Details that You Should Not Include in Your Resume

You may not know it but you might be divulging too much information on your resume. Instead of making you more marketable to employers, the information that you might be including in your CV can put you into a disadvantage.

Here are some details that you should leave off your resume:

That job a decade ago

Recruiters most likely won’t be interested on that job that you had more than 10 years ago. In most cases, these details are not actually useful unless it’s a very important job experience that will make you more marketable to employers.

All those part-time jobs

There’s nothing wrong in mentioning your part-time jobs but listing all of them in your resume is a big no-no. This may give recruiters the impression that you are having a hard time finding a stable job or that you are not serious in working full-time.

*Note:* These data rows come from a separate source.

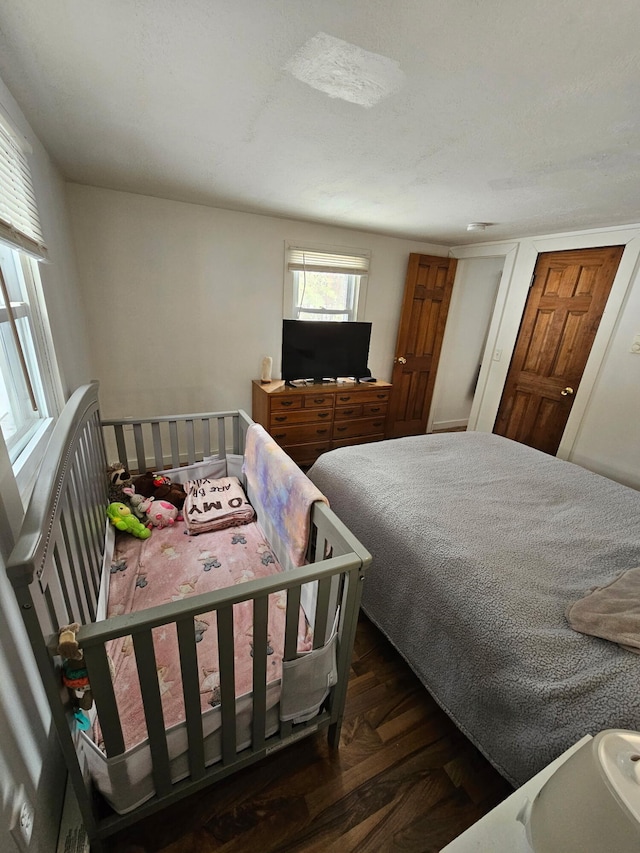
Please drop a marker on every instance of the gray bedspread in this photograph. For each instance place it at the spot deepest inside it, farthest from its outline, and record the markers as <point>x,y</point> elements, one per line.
<point>479,544</point>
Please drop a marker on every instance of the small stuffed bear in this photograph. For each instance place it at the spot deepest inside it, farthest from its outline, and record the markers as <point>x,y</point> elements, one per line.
<point>159,487</point>
<point>74,672</point>
<point>118,477</point>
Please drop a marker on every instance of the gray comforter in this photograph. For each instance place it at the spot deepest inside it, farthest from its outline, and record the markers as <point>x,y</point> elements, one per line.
<point>479,544</point>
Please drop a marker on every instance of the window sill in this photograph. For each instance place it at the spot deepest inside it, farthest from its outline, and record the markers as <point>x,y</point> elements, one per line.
<point>26,466</point>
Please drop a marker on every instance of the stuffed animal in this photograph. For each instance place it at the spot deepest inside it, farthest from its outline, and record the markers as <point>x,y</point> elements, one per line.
<point>162,513</point>
<point>152,512</point>
<point>74,672</point>
<point>158,486</point>
<point>138,503</point>
<point>118,477</point>
<point>122,518</point>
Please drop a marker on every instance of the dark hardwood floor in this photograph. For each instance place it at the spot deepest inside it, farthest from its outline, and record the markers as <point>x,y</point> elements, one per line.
<point>404,779</point>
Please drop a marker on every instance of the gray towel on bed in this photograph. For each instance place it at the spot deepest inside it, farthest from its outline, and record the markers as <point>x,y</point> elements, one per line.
<point>611,612</point>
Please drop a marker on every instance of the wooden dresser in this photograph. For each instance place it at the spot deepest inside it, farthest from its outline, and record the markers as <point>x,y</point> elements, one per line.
<point>308,420</point>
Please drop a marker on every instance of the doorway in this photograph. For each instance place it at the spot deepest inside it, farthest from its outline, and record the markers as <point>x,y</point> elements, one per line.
<point>568,294</point>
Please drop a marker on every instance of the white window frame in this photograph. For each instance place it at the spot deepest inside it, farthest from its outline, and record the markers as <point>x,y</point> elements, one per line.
<point>331,258</point>
<point>21,234</point>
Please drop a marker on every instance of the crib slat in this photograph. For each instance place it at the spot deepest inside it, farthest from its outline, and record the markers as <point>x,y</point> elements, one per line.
<point>138,438</point>
<point>222,439</point>
<point>148,676</point>
<point>227,683</point>
<point>236,434</point>
<point>260,619</point>
<point>121,444</point>
<point>157,445</point>
<point>104,697</point>
<point>191,442</point>
<point>206,437</point>
<point>291,628</point>
<point>175,447</point>
<point>322,612</point>
<point>191,693</point>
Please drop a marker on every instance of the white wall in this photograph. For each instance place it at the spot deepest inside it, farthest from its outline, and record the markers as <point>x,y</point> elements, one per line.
<point>470,310</point>
<point>602,432</point>
<point>29,754</point>
<point>184,301</point>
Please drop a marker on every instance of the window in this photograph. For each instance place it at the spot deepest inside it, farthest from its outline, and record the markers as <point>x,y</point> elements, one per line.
<point>325,284</point>
<point>29,385</point>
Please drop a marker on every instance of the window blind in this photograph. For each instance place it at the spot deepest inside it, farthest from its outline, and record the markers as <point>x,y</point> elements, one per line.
<point>315,261</point>
<point>19,221</point>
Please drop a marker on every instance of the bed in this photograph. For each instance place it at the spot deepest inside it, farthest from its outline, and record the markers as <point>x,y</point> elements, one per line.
<point>479,546</point>
<point>204,653</point>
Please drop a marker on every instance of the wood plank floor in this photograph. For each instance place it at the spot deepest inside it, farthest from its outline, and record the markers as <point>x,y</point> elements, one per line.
<point>404,779</point>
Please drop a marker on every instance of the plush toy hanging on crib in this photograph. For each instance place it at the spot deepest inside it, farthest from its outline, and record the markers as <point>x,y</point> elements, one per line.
<point>122,518</point>
<point>74,673</point>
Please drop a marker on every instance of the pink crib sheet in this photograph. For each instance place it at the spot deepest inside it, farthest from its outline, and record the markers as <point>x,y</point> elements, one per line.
<point>173,565</point>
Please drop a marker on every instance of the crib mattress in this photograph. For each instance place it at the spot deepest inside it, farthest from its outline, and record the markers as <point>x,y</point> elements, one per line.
<point>169,566</point>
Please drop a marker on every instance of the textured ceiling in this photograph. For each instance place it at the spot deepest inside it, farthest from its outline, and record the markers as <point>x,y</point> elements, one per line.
<point>430,114</point>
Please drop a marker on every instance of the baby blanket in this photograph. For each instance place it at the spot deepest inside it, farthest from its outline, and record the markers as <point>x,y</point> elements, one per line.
<point>281,490</point>
<point>215,504</point>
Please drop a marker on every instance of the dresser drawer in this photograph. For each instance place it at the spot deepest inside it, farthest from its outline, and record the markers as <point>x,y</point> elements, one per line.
<point>285,403</point>
<point>300,416</point>
<point>318,401</point>
<point>364,426</point>
<point>289,435</point>
<point>374,409</point>
<point>379,395</point>
<point>346,413</point>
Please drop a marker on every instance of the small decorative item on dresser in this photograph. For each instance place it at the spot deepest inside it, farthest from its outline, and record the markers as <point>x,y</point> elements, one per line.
<point>265,375</point>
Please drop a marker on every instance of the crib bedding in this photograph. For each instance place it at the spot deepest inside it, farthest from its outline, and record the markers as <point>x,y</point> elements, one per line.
<point>172,565</point>
<point>62,565</point>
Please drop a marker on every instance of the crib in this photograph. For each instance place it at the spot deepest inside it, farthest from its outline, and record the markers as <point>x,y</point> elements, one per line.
<point>57,570</point>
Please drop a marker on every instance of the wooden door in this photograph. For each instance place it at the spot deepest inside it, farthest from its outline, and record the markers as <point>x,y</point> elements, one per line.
<point>423,317</point>
<point>567,297</point>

Social networking accounts

Other than your LinkedIn profile, never include your social networking accounts like Facebook, Google+ or Twitter. You certainly don’t want to share with an employer how much you’re craving for a slice of cheesecake or how pissed off you are with your neighbor.


Your favorite pastimes are certainly not the most relevant information in your resume and it definitely won’t give you the edge over the most qualified applicants. Just because you like collecting postcards or fencing is your favorite sport doesn’t make you more qualified for a job position. Clearly it won’t make any emphasis on how good you are for the job so it is best to leave this off.


There are only a few jobs that would require you to use a photo. Modeling or acting careers are good examples but if you’re applying as a chemist or as a paleontologist then this might not be a necessity. Another reason is that recruiters could have the tendency to discriminate you based on your looks and not even look on your credentials. You surely don’t want to be a victim of that.

Company phone and email

Don’t even think of including your business phone or email in your resume as this could cost you your current job. You may not know it but your current employer might just be auditing your phone calls and email conversations so it’s best to stay out of the radar by not writing these details on your self-marketing document.

Political or religious views

Recruiters are also humans and if by chance the person reading your resume is against your political or religious views then there’s a probability that your application won’t be considered regardless of your skills and qualifications. Yes, discrimination is illegal but even if they did not accept your application based on these grounds, there’s no way to you to prove it.

Indeed it is true that enough information is needed for employers to see your potential as a candidate for a job position but it is also important for you to avoid such pitfalls that could cost you a job offer that would have been yours from the start. So what are you waiting for? Go revise that resume now!